The black and white magazine titles didn’t have to follow the Comics Code (but still had to be newsstand acceptable) so we get some tasteful nudity. This is early Sienkiewicz in his Neal Adams homage phase, before he developed his unique style. The story itself is okay.
Contrasting is the Shroud, in all black. A Batman homage, Maximillian Coleridge’s parents were murdered when he was a child, and he dedicated his life to fighting crime. After getting a criminology degree, Max joined the Cult of Kali to learn martial arts. (You’d think the name would have tipped him off.) After seven years of intense training, the cult blinded him with a branding iron in a ritual that gave him extra-sensory perception.

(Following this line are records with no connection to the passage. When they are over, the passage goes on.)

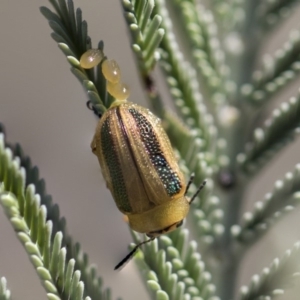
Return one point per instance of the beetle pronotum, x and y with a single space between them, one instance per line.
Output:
139 165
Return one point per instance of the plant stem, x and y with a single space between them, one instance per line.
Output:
236 134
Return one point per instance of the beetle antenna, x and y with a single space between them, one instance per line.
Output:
90 106
131 254
198 191
189 183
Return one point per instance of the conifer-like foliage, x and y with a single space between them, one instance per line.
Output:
220 87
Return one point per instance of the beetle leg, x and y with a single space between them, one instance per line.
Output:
131 253
189 183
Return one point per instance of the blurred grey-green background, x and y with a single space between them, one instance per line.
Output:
43 108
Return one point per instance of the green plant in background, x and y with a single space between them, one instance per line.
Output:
218 98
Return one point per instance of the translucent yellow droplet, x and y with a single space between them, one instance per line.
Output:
111 70
118 90
91 58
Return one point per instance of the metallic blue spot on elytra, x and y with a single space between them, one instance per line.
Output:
168 177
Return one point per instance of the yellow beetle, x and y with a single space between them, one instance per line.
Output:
139 166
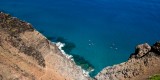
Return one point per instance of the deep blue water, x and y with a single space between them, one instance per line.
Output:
105 32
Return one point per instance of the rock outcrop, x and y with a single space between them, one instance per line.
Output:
25 54
142 64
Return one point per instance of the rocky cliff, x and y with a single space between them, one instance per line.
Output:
141 64
25 54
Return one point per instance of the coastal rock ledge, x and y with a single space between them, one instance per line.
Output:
25 54
143 63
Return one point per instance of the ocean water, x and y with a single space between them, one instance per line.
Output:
104 32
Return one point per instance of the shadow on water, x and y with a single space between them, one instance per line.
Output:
69 46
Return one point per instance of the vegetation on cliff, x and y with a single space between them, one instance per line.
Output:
155 77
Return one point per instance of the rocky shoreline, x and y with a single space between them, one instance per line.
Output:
141 64
25 54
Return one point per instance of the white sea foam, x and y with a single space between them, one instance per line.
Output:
60 45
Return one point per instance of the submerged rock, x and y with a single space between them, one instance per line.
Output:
142 64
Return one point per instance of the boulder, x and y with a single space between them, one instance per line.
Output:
142 50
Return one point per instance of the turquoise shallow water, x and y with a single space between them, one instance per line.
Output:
105 32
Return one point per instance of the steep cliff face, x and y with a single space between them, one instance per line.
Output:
25 54
142 64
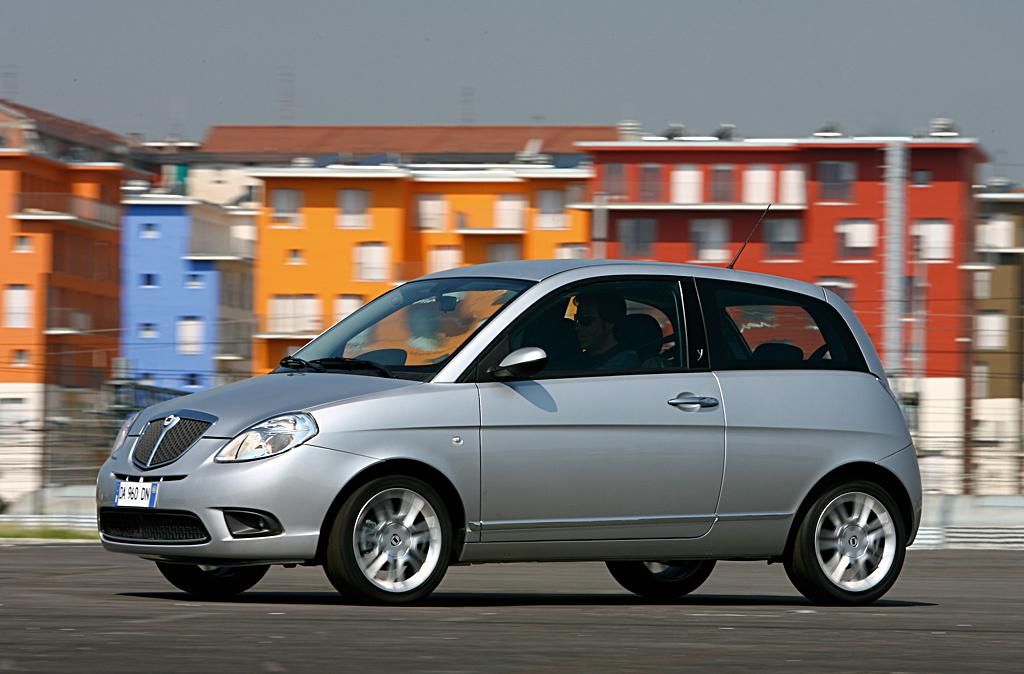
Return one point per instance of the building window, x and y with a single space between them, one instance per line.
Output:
17 306
373 261
842 287
295 314
353 205
794 187
982 285
995 232
990 330
933 240
430 211
551 209
189 335
636 238
614 180
650 182
979 380
287 205
504 252
509 210
23 244
711 240
837 180
723 183
759 184
782 239
686 184
443 257
570 251
345 305
857 239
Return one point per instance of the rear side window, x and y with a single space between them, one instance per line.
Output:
755 328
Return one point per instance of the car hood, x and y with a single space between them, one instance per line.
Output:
243 404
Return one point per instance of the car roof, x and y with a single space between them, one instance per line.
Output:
538 270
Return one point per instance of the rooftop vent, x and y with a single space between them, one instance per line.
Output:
828 130
942 127
629 130
675 131
727 132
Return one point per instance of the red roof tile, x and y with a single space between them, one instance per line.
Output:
402 139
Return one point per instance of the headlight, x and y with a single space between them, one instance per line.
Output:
122 434
269 437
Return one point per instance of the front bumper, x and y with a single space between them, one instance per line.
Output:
297 488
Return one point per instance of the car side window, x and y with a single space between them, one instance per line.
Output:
608 327
755 328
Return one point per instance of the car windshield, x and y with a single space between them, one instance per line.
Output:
410 332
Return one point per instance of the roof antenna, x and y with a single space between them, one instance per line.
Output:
756 225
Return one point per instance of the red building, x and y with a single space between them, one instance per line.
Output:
885 221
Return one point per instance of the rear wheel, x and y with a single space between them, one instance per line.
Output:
850 546
662 580
390 542
212 582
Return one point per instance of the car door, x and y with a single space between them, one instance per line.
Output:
587 451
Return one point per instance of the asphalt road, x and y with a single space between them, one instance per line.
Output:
76 607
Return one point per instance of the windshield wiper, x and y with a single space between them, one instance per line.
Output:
341 363
293 363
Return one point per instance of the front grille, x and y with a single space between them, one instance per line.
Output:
163 527
157 448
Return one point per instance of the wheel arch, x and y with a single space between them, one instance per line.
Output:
413 468
871 472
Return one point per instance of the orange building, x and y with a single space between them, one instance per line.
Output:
333 238
59 247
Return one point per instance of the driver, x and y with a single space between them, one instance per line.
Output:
598 317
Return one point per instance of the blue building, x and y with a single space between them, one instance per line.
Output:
186 292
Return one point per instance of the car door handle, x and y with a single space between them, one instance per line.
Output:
693 401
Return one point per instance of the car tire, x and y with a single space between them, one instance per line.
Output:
217 583
662 580
390 542
842 554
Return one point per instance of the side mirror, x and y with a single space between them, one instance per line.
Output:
520 364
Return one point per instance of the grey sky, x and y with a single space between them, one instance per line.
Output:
774 69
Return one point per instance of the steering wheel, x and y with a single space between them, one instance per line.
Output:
819 353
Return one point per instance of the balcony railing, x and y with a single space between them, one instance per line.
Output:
65 205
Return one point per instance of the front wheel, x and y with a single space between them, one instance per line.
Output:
212 583
850 546
390 542
662 580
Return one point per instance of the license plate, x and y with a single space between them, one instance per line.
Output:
136 495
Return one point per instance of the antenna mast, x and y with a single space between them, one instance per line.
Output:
755 228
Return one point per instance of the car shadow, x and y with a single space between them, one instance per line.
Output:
492 599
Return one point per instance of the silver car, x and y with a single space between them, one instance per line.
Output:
655 417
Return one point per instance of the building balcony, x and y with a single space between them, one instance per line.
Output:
59 206
276 326
65 321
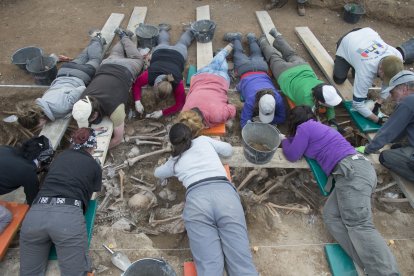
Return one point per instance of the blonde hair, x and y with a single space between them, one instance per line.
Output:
29 114
164 87
193 120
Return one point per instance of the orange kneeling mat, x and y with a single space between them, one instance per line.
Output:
218 130
18 211
189 269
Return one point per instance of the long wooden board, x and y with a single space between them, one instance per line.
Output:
204 50
326 64
279 160
324 60
266 23
55 130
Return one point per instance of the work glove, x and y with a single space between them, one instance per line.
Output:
139 107
361 149
155 115
376 108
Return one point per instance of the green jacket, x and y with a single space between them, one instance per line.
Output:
297 83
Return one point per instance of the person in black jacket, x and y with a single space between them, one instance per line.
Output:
57 213
20 166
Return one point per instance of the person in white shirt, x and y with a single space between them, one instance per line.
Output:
213 215
369 56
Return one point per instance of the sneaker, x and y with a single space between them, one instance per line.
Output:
232 36
301 9
251 37
164 26
261 39
273 32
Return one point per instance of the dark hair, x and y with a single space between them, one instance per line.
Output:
297 116
96 107
258 95
180 137
317 92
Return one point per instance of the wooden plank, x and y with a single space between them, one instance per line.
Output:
204 50
266 23
138 16
406 187
278 161
55 130
324 60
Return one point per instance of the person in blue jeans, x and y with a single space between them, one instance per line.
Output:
256 87
213 214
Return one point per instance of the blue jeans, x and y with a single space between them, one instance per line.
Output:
215 224
217 66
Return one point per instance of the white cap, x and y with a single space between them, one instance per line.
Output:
82 109
330 95
267 105
402 77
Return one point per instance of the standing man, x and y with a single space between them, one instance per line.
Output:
369 56
297 80
108 93
399 158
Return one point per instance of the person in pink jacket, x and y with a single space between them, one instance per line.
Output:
207 104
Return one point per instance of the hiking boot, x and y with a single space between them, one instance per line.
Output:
232 36
301 9
164 26
271 5
273 32
251 37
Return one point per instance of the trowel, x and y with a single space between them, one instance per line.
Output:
119 259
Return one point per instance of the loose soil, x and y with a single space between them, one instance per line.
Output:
284 243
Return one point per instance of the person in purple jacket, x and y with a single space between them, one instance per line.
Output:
347 212
256 87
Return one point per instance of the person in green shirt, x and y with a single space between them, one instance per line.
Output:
297 80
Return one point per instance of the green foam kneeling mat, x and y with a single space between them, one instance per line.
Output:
364 125
339 262
320 176
90 221
191 71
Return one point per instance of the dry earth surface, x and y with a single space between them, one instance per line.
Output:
286 244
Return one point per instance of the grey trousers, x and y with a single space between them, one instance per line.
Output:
5 218
215 224
65 227
280 56
400 161
85 64
347 215
253 63
125 53
181 46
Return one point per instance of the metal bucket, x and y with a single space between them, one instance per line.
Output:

He then adopted the identity of the Shroud.
The Shroud first appeared in Super-Villain Team-Up, battling Doctor Doom and the Red Skull. The results of this left the Shroud able to summon darkness around him (which took a while to figure out given he can’t see.)
“Walk a Crooked Mile” written by Mark Gruenwald and Steven Grant (who would later become Moon Knight’s writer) and art by Steve Ditko, starts a new phase in the Shroud’s career. Much like the Green Hornet, the Shroud poses as a criminal to infiltrate and destroy West Coast organized gangs.
In this story, that’s the gang run by the Crooked Man, a Two-Face-style character who looks like two different people badly pasted together. He considers himself an art connoisseur, and kidnaps a modern hot artist partly for the ransom, and partly because he hates the painter’s work. With his new ally the Shroud, the Crooked Man will be unstoppable! Well, except for the part where he plans to betray the Shroud from the beginning. Crooked Man goes to jail, the artist goes free, and the Shroud gains the allegiance of Cat, a skilled burglar, and Mouse, a pickpocket.
The story plays to the strengths of Ditko’s visual style, and the Crooked Man is a pretty good one-shot villain. This is one of the very few Shroud solo stories, as he’s always been much more of a guest star character, and has never had his own series.
Some of the Marvel Preview/Bizarre Adventures stories have been anthologized elsewhere, but many have not, so it may be worth your while to spot them at garage sales and other odd locations.